Submitted by the Whatcom County Health Department
Since the pandemic began, many of us have been closely following data about COVID-19 to track numbers about infections both near and far. It turns out that the most important COVID-19 number to watch is the number of people you gather with. And good news: it’s one you can control and it can affect all the other numbers we are tracking.
Why does this number matter?
COVID-19 moves quickly. Without a vaccine for COVID-19, we have to rely on other types of interventions to slow transmissions. One proven strategy to prevent illness from infectious diseases is to limit the number of people you come in contact with.

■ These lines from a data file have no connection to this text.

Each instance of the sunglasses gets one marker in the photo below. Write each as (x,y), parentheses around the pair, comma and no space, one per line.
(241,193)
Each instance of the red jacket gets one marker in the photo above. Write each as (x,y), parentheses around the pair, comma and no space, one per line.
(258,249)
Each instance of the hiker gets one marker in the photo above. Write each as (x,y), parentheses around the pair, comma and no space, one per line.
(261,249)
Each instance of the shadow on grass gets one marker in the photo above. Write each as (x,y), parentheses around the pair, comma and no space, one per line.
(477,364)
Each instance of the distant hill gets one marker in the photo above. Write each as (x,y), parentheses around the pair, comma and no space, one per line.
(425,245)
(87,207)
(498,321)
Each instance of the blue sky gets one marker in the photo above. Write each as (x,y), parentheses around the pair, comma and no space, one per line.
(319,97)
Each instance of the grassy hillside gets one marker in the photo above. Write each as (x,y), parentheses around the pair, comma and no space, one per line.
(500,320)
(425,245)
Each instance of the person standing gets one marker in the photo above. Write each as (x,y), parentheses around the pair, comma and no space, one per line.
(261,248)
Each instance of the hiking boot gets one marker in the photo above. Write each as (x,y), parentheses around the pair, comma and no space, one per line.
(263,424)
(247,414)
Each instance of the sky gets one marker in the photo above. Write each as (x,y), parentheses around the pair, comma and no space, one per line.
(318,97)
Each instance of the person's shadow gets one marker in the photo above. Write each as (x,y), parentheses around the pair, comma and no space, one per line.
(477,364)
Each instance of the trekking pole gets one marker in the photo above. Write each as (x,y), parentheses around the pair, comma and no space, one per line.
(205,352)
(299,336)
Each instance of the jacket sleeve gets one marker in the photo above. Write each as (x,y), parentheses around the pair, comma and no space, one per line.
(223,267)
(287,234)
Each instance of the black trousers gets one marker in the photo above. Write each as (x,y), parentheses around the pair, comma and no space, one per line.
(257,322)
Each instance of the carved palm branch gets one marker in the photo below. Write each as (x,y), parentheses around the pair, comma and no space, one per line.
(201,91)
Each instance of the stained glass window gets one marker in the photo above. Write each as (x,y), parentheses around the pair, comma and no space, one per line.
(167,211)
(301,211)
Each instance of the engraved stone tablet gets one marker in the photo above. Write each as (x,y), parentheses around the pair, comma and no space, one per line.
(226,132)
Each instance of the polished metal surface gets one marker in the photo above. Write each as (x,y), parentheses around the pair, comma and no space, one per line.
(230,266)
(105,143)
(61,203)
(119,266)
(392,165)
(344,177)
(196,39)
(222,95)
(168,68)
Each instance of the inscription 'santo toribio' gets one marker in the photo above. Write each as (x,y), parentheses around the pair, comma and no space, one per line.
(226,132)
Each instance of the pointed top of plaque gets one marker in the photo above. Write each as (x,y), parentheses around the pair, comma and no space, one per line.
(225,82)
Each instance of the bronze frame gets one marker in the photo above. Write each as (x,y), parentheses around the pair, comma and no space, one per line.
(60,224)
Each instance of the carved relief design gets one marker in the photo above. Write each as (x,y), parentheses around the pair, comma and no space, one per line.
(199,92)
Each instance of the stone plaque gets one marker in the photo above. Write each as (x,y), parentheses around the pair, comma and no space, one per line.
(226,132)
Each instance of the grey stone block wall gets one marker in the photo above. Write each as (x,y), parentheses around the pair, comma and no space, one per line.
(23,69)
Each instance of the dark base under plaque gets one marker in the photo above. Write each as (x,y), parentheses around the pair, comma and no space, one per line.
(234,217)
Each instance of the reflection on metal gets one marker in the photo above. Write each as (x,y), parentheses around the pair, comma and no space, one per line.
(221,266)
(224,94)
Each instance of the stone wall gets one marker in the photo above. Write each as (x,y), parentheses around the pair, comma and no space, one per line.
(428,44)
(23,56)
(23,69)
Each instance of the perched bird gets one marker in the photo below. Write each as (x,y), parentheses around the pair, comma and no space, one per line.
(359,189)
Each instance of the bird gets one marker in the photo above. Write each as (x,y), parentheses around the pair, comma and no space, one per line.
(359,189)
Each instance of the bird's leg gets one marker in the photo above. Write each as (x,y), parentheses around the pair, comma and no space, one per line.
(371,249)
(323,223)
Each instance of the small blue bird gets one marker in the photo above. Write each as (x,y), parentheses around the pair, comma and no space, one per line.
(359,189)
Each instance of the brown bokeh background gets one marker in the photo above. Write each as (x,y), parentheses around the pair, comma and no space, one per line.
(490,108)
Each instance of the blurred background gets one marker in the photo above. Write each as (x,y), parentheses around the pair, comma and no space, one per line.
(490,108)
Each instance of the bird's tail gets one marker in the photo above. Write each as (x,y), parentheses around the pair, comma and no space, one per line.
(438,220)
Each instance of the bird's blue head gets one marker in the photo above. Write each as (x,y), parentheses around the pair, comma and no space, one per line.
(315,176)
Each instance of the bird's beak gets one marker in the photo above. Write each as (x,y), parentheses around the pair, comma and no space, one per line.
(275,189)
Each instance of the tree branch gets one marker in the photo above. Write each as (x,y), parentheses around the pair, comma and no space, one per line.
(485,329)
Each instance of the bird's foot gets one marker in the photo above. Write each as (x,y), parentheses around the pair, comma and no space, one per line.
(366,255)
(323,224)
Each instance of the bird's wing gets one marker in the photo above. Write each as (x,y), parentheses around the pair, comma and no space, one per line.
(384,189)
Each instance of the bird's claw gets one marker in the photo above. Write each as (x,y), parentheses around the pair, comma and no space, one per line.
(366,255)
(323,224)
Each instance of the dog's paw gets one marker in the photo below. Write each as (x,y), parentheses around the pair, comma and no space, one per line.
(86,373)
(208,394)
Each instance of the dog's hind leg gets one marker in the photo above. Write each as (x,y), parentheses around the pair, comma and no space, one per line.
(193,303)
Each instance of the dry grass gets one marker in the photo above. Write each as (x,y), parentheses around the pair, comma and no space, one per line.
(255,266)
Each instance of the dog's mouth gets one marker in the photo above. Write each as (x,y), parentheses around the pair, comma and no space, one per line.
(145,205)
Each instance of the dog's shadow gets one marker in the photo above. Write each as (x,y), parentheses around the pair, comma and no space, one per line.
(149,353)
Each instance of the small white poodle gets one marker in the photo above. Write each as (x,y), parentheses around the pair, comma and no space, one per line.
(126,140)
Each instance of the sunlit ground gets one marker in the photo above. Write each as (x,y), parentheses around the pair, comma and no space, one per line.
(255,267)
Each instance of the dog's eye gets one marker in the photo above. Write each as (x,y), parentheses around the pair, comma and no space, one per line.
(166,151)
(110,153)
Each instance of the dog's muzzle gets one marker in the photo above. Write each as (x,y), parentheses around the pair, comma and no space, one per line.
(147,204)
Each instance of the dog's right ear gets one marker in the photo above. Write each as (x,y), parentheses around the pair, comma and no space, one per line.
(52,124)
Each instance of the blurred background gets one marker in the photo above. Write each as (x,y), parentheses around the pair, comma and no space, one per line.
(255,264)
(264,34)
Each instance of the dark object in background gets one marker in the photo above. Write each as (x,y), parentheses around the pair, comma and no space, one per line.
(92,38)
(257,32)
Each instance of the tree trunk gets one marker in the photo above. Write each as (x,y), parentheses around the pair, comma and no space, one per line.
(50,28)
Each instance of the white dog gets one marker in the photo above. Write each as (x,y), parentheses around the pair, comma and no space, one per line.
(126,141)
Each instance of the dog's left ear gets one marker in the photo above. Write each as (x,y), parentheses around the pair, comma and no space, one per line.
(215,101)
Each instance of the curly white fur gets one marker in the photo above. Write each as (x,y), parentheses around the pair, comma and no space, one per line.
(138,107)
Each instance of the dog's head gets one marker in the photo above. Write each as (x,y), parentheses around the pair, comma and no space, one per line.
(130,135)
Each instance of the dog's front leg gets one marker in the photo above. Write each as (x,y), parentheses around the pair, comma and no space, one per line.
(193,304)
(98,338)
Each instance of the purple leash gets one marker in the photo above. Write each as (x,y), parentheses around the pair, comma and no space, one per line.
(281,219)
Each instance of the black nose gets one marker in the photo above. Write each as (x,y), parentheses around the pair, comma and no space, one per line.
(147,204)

We’ve learned that the virus spreads most often and more easily with in-person contact, such as gatherings in homes or in public spaces. Each of us has control over the number of people we see in social settings. Limiting that number to no more than five people outside your household can greatly reduce your chance of getting infected or accidently sharing an infection you don’t even know that you have yet.
How does this number affect our ability to reopen?

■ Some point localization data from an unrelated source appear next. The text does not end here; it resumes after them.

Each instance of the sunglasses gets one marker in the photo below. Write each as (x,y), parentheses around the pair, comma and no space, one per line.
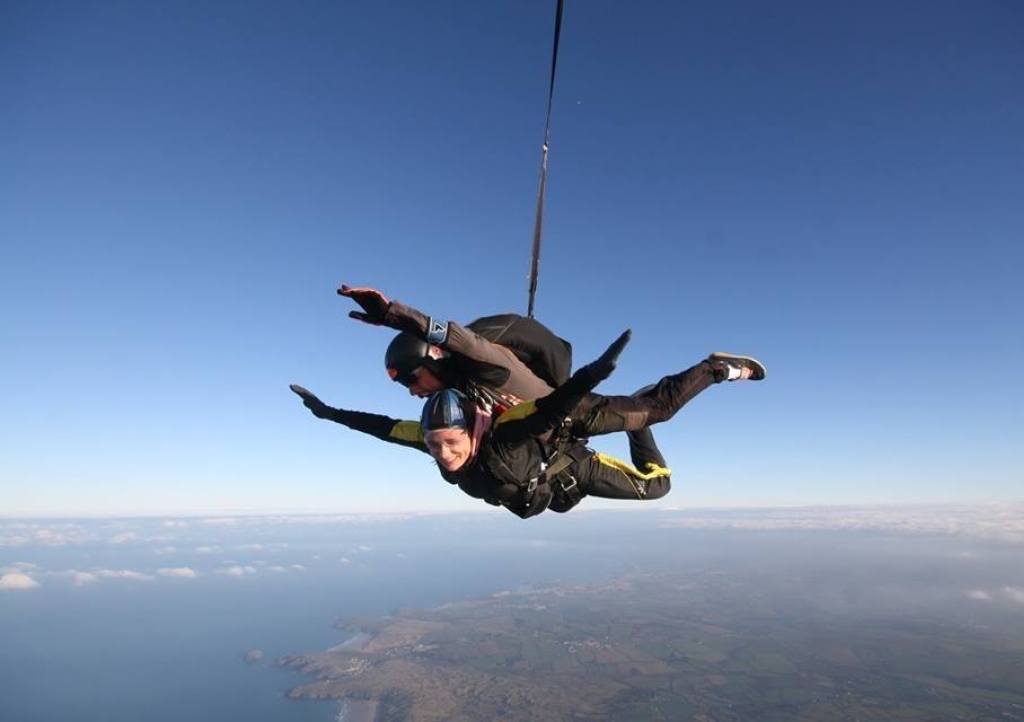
(406,379)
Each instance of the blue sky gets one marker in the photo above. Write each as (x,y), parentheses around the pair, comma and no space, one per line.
(834,189)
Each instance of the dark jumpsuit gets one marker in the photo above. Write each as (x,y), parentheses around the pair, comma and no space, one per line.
(477,364)
(509,467)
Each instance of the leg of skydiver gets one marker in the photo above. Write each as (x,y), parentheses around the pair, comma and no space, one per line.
(599,415)
(601,475)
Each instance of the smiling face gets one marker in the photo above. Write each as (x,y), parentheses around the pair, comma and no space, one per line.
(450,448)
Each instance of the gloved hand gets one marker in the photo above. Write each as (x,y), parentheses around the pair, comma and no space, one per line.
(601,369)
(310,401)
(374,303)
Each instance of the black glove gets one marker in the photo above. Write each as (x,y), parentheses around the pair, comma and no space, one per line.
(310,401)
(601,369)
(375,304)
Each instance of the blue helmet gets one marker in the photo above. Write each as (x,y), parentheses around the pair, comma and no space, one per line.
(446,409)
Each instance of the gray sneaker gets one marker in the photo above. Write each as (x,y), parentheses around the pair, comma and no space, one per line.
(730,367)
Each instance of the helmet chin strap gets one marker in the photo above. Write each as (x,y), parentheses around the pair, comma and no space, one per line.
(481,425)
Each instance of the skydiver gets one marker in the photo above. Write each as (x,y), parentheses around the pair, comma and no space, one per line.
(430,355)
(522,459)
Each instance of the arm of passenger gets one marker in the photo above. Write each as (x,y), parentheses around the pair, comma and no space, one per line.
(406,433)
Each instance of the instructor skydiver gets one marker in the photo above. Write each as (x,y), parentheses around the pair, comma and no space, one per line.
(430,355)
(520,460)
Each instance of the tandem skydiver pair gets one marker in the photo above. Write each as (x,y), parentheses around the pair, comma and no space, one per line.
(504,423)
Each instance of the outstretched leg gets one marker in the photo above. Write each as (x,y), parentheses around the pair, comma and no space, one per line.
(647,477)
(598,415)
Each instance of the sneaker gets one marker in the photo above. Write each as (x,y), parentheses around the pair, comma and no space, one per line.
(735,368)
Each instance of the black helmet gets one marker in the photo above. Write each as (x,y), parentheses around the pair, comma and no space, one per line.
(404,354)
(448,409)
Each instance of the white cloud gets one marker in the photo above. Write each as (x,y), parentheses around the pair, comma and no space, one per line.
(1016,594)
(124,538)
(16,582)
(124,574)
(179,571)
(18,566)
(1003,521)
(80,579)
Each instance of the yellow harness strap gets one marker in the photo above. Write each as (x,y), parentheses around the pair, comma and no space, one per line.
(520,411)
(630,470)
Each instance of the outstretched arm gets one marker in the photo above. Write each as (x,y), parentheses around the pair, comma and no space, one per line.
(494,363)
(544,415)
(406,433)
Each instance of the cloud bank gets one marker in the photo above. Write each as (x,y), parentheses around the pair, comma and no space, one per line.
(1003,521)
(15,581)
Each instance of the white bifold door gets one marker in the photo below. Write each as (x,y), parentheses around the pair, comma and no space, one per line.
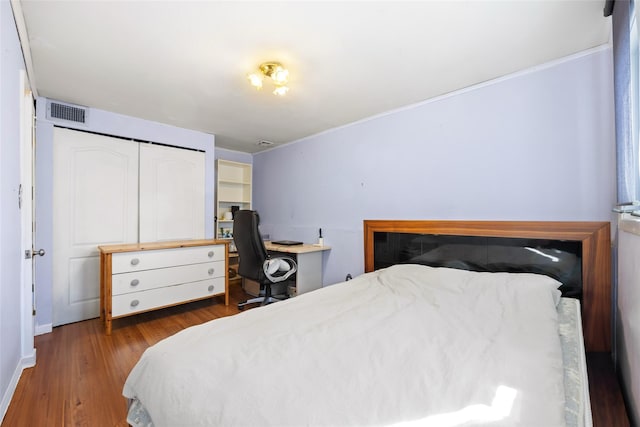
(109,191)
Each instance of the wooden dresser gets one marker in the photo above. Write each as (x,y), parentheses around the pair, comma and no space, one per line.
(140,277)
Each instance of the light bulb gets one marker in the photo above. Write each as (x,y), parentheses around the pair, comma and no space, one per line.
(281,90)
(255,80)
(280,76)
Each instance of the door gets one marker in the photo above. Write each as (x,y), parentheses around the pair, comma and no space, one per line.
(26,205)
(95,202)
(171,193)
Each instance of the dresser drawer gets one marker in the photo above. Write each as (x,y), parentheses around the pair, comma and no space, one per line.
(146,260)
(136,281)
(135,302)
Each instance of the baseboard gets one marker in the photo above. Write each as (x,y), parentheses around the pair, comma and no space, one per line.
(43,329)
(26,362)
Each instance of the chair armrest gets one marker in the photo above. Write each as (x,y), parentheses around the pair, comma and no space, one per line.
(279,269)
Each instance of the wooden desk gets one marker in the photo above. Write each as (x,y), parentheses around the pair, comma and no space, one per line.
(309,260)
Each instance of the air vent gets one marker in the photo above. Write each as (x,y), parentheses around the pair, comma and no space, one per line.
(72,113)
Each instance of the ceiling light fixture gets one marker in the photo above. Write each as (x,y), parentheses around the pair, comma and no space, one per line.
(276,72)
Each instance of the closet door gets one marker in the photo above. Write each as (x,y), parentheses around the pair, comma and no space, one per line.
(95,202)
(172,193)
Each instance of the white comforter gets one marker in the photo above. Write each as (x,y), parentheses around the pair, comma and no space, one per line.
(406,345)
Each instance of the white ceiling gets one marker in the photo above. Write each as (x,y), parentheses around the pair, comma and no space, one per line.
(185,62)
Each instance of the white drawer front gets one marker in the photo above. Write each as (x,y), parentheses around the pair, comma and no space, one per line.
(159,258)
(147,300)
(137,281)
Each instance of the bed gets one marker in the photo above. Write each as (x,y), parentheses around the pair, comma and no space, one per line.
(406,343)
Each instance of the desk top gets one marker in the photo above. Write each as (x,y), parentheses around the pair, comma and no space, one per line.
(295,249)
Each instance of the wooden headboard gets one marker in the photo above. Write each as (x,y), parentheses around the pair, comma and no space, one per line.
(596,258)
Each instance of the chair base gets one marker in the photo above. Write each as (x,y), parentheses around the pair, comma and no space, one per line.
(262,300)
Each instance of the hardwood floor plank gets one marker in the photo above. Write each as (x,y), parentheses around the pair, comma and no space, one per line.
(80,371)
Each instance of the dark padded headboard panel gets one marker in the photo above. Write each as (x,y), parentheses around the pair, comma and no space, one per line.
(560,259)
(583,249)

In order to move to the next phases, we need to slow the spread of infection. Keeping gatherings small and wearing a face covering when we get together with people outside our household are essential steps to slowing the spread.
What’s the risk?
Although it might seem like no big deal to have close contact with just one extra person, each new contact offers a potential path for COVID-19 to transfer from one household to another. For each person you hang out with, consider all the places they’ve been and people they’ve seen, and all the chances they’ve had to pick up an infection without knowing it. For every additional person you choose to spend time with, you are exposing yourself to all the risk that that person has been exposed to as well. The more interactions you have with others, the more rapidly COVID-19 can spread.
To reduce the spread of infection, save lives, and reopen our community, we need to carefully consider each face-to-face (or mask-to-mask) interaction we have with people outside of our own households, and break those chains of transmission. To keep our community healthy, have fewer, shorter, and safer interactions with others.